Slave owners have begun to notice how “well-behaved” Turner and his fellow slaves are, so they approach his owner with a simple proposition to have Turner preach to their slaves the virtues of obedience in exchange for a small fee.
It’s upon these episodes that the film begins to depict the horrors of slavery in full. Turner preaches in quarters that resemble barracks in concentration camps, proselytizes on a plantation where a slave on a hunger strike has his teeth knocked out by a sledge hammer and goes to property where a little white girl drags along a black playmate by the neck with a rope shaped like a noose.
These experiences, along with the rapes of two black women, including Turner’s wife, at the hands of white men and Turner’s own whipping, push the preacher over the edge. He starts to have visions, such as blood coming out of an ear of corn, that signify a change is coming.
He begins to gather men. Their plan is to steal weapons from the armory at Jerusalem, Va., and go from plantation to plantation, freeing slaves and killing white slave owners along the way.
Their swift and violent rebellion is ultimately brought down, but not before a trail of white bodies is left in its wake. In retaliation, whites begin to attack blacks indiscriminately, culminating in the film’s most haunting scene as Nina Simone’s rendition of “Strange Fruit” chillingly plays in the background as black men, women and children hang from Southern tree branches.
The film is shocking when it needs to be, but subtlety is not one of its strengths. Turner’s actions are never questioned or portrayed in any light but positive. His death is almost messianic in nature. On the other hand, nearly every white character in the film is portrayed as unconcerned and dispassionate about the evils of slavery at best and actively villainous and sadistic at worst.
Still, it’s a film that has the potential to spark real, necessary dialogue in 2016. When Turner’s wife laments that black people are being killed solely for being black, it doesn’t sound like she’s talking about slaves in the 1830s. It sounds like she’s talking about Philando Castile and Sandra Bland and Trayvon Martin and the countless other black Americans who have died for crimes that appear no more serious than simply having a dark shade to their skin.
But the question that lingers throughout the course of the film is this: Can this movie be one that “woke” Americans get behind knowing the history of the filmmaker? As soon as the credits roll, Parker’s name is plastered over the screen as the writer, director, producer and starring lead in the film. It’s a quick and stunning reminder that, despite the film’s best intentions to turn a bloody and complicated chapter in American history into a simple martyr’s tale, the man responsible for the film itself still has sins on his own hands that have not been cleansed.

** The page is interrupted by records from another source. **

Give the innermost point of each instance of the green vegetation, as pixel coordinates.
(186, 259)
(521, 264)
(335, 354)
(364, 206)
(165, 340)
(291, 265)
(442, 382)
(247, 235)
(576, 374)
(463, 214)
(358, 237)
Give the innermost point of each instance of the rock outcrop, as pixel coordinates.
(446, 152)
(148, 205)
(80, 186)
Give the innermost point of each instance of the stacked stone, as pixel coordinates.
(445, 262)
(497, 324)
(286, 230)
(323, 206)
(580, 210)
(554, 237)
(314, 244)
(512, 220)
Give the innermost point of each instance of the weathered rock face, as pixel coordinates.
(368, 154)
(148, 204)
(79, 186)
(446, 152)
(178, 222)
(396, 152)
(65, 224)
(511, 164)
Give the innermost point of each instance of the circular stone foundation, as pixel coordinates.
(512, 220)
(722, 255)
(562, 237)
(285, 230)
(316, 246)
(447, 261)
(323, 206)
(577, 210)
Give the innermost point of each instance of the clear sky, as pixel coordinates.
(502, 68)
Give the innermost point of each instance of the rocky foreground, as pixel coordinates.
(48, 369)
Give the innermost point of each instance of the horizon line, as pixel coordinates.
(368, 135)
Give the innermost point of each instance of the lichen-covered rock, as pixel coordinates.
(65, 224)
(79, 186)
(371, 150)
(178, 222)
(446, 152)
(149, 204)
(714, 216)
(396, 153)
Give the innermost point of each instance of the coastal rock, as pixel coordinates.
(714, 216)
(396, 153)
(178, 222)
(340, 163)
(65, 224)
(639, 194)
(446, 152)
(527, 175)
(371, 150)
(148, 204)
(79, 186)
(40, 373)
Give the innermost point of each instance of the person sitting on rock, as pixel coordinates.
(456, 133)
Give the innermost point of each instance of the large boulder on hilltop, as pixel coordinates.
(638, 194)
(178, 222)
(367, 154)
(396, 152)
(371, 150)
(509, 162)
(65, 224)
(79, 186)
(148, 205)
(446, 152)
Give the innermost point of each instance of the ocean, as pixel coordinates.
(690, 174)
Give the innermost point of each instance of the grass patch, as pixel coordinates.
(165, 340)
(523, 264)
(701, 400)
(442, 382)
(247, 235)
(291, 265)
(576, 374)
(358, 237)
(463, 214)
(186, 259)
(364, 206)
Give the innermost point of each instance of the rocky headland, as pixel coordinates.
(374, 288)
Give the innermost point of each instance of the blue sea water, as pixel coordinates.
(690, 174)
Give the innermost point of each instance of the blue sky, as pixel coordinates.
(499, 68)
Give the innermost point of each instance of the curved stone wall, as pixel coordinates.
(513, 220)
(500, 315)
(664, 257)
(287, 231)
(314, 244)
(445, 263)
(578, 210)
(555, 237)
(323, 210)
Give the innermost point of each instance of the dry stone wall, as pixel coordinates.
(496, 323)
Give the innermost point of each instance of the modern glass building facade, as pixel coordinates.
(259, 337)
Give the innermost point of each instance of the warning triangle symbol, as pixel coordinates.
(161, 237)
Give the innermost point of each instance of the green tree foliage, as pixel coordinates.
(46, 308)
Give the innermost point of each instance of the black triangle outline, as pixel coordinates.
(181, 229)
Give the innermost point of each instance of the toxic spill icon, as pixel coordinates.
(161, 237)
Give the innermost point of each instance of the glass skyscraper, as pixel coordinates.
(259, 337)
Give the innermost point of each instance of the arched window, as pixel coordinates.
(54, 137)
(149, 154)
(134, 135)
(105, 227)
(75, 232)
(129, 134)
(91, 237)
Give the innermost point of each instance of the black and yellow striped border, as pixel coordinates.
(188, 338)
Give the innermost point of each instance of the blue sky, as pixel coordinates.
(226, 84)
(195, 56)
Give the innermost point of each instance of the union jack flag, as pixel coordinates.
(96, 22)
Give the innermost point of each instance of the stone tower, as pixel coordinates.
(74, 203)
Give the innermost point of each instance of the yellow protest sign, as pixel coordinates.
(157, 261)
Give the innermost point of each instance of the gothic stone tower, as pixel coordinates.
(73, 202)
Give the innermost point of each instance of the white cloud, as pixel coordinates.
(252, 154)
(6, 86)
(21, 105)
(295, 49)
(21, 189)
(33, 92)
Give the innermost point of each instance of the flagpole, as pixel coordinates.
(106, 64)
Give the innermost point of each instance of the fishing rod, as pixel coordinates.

The film only made $7.1 million at the box office its opening weekend, far below what anyone associated with the project could hope to make for a movie that has received so much hype. Maybe it was Americans finally taking out their frustrations on a man who has allegedly committed a crime against a woman, or maybe it was their discomfort at addressing a film about a black man killing white people.

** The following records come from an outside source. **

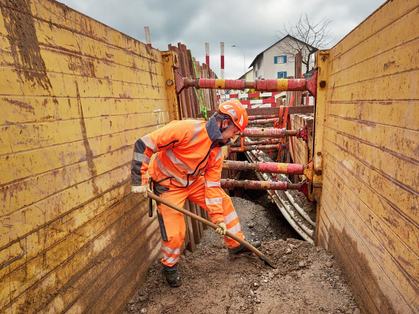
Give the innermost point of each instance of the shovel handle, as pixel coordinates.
(208, 223)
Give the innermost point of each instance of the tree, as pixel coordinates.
(310, 37)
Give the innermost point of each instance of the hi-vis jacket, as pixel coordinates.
(185, 150)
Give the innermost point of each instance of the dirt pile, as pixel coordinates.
(307, 279)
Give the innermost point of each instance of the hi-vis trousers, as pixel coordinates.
(172, 222)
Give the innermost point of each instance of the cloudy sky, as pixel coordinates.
(251, 25)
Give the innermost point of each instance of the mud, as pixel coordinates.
(307, 278)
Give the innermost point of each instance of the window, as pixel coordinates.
(280, 59)
(282, 74)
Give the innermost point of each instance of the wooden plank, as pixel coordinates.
(364, 285)
(378, 192)
(389, 225)
(374, 256)
(43, 235)
(391, 165)
(381, 19)
(118, 303)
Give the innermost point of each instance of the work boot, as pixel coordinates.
(241, 250)
(172, 275)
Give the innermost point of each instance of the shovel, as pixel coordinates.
(212, 225)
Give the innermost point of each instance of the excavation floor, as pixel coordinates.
(307, 278)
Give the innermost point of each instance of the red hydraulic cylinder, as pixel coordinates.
(257, 117)
(263, 142)
(270, 167)
(263, 121)
(263, 185)
(252, 147)
(269, 132)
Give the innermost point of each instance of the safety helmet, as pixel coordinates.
(235, 110)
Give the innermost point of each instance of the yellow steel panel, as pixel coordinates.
(403, 58)
(20, 194)
(282, 85)
(21, 109)
(58, 255)
(392, 165)
(388, 227)
(25, 164)
(48, 233)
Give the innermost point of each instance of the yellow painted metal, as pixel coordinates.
(170, 61)
(368, 109)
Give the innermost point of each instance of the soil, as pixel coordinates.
(307, 278)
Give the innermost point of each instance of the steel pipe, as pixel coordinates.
(270, 167)
(263, 185)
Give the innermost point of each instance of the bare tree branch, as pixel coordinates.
(311, 37)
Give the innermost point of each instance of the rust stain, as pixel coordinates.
(388, 65)
(21, 105)
(24, 43)
(85, 67)
(89, 152)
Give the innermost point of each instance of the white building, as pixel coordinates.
(277, 61)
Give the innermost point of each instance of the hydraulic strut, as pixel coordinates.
(264, 185)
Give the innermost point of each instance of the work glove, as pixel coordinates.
(222, 228)
(139, 189)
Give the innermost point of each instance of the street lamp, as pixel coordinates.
(244, 60)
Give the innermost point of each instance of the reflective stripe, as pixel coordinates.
(214, 201)
(169, 174)
(220, 151)
(170, 260)
(211, 184)
(176, 161)
(230, 217)
(149, 143)
(196, 131)
(141, 158)
(169, 250)
(235, 229)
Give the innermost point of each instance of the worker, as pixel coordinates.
(188, 166)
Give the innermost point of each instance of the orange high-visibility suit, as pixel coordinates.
(187, 166)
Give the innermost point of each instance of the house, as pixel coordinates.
(277, 61)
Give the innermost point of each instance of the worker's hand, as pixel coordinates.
(222, 228)
(139, 189)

Either way, “The Birth of a Nation” seems to be headed down the path of the original D.W. Griffith production: A film remembered not for its cultural significance, but rather for the controversy surrounding it. For a black film by a black director, this feels like a huge missed opportunity. No matter anyone’s thoughts on Nat Turner, “The Birth of a Nation” addresses racism candidly and horrifies viewers with the realization that our country is founded on such a macabre system.